Deputy Cowen said: “We must compensate acre for acre. A person who has ten acres of bog is entitled to ten acres compensatory bog. They should not be entitled to only one acre of bog to provide for their family. This does not take account of the historic value of acreage to a particular family and the many generations before them. These people must be properly compensated.
“What the Minister has proposed is the bones of a deal. The three categories of turf cutters that need to be considered are those who in places like Clara who came together to find a solution to provide for their immediate families; those who cut on commonage and have been left behind because they do not legal title; and those who have large holdings who, like it or lump it, are entitled to like for like compensation.
“This is about much more than compensation for turf-cutters. It raises issues about fuel poverty and rural incomes. Rural household incomes in the midlands are 9.4% below the national average. Turf is a very inexpensive source of fuel, being up to 60% cheaper than oil as the cost of turf is in the labour. A cessation policy will expose another significant number of households to fuel poverty. It is estimated that between 4,000 and 5,000 households will be directly affected by outright cessation. Their needs must be given priority.

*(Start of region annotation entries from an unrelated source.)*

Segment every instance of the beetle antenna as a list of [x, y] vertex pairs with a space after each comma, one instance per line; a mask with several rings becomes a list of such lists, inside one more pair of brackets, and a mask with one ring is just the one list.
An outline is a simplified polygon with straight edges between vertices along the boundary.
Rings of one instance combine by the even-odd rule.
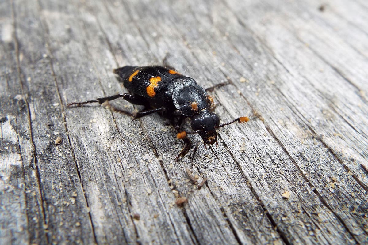
[[229, 122], [228, 123], [223, 123], [219, 125], [217, 127], [215, 127], [215, 128], [217, 129], [219, 127], [224, 127], [226, 125], [229, 125], [229, 124], [231, 124], [231, 123], [233, 123], [236, 122], [238, 122], [239, 123], [242, 123], [243, 122], [246, 122], [249, 120], [249, 118], [247, 116], [241, 116], [240, 118], [236, 118], [231, 122]]

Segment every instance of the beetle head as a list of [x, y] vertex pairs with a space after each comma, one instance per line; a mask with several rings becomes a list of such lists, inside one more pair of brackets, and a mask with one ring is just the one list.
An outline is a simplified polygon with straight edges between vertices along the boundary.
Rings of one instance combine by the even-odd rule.
[[208, 110], [204, 110], [201, 112], [191, 117], [192, 129], [195, 131], [202, 131], [199, 135], [205, 144], [213, 144], [217, 140], [215, 128], [220, 124], [220, 118]]

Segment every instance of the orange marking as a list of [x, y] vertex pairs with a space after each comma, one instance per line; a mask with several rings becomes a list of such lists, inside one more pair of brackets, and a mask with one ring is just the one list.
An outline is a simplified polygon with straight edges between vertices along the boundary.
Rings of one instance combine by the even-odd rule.
[[174, 70], [169, 70], [169, 73], [170, 74], [180, 74], [179, 72]]
[[211, 107], [215, 105], [215, 102], [213, 102], [213, 96], [212, 95], [208, 95], [206, 98], [209, 101], [209, 102], [211, 104]]
[[195, 101], [192, 102], [192, 104], [191, 104], [190, 106], [192, 107], [192, 109], [194, 111], [198, 111], [198, 104]]
[[129, 77], [129, 82], [131, 82], [133, 80], [133, 77], [138, 74], [138, 72], [139, 72], [139, 70], [137, 70], [135, 71], [133, 74], [131, 75]]
[[147, 91], [147, 94], [150, 97], [153, 97], [156, 95], [156, 93], [155, 91], [155, 88], [158, 86], [157, 84], [159, 82], [161, 82], [161, 77], [159, 76], [152, 78], [149, 79], [149, 82], [151, 83], [147, 86], [146, 90]]
[[187, 132], [185, 131], [178, 133], [176, 135], [176, 137], [178, 138], [183, 139], [187, 137]]
[[249, 118], [247, 116], [241, 116], [239, 118], [239, 122], [246, 122], [249, 120]]

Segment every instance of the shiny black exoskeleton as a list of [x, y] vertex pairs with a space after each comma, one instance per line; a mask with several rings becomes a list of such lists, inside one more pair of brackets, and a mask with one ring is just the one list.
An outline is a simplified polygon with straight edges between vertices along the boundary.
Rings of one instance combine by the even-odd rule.
[[184, 140], [185, 145], [176, 159], [184, 156], [190, 148], [187, 134], [198, 133], [205, 145], [213, 144], [217, 143], [216, 128], [236, 121], [242, 123], [248, 120], [248, 118], [242, 117], [220, 125], [218, 116], [211, 111], [213, 103], [212, 97], [193, 79], [182, 75], [173, 69], [158, 66], [128, 66], [115, 69], [114, 72], [130, 93], [70, 103], [68, 106], [79, 106], [93, 102], [102, 104], [122, 98], [132, 104], [145, 106], [144, 110], [134, 115], [134, 119], [159, 112], [173, 115], [177, 110], [180, 116], [174, 125], [176, 129], [179, 131], [183, 119], [189, 117], [194, 131], [178, 134], [177, 137]]

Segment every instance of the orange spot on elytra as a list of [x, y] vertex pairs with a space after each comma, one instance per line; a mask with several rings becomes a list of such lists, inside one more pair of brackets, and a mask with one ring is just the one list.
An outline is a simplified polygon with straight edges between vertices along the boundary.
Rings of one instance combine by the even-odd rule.
[[241, 116], [239, 118], [239, 122], [246, 122], [249, 120], [249, 118], [247, 116]]
[[211, 104], [211, 107], [215, 105], [215, 102], [213, 102], [213, 96], [212, 95], [208, 95], [206, 98]]
[[138, 72], [139, 72], [139, 70], [137, 70], [134, 72], [133, 72], [133, 74], [131, 75], [129, 77], [129, 82], [131, 82], [133, 80], [133, 77], [134, 77], [134, 76], [135, 76], [135, 75], [137, 75], [137, 74], [138, 74]]
[[152, 78], [149, 79], [149, 82], [151, 83], [147, 86], [146, 90], [147, 91], [147, 94], [150, 97], [153, 97], [156, 95], [156, 93], [155, 91], [155, 88], [158, 87], [157, 84], [159, 82], [161, 82], [161, 77], [159, 76]]
[[170, 74], [180, 74], [179, 72], [174, 70], [169, 70], [169, 73]]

“If compensation is to be monetary then there must be comprehensive analysis of land based on the income derived from it in recent years. It must be remembered that large holdings of bog derive income from its primary usage, which is turf cutting, not agriculture. Therefore, as in the case of State compensation for roads for example, adequate consideration and analysis of asset value and consequential compensation has to be forthcoming.”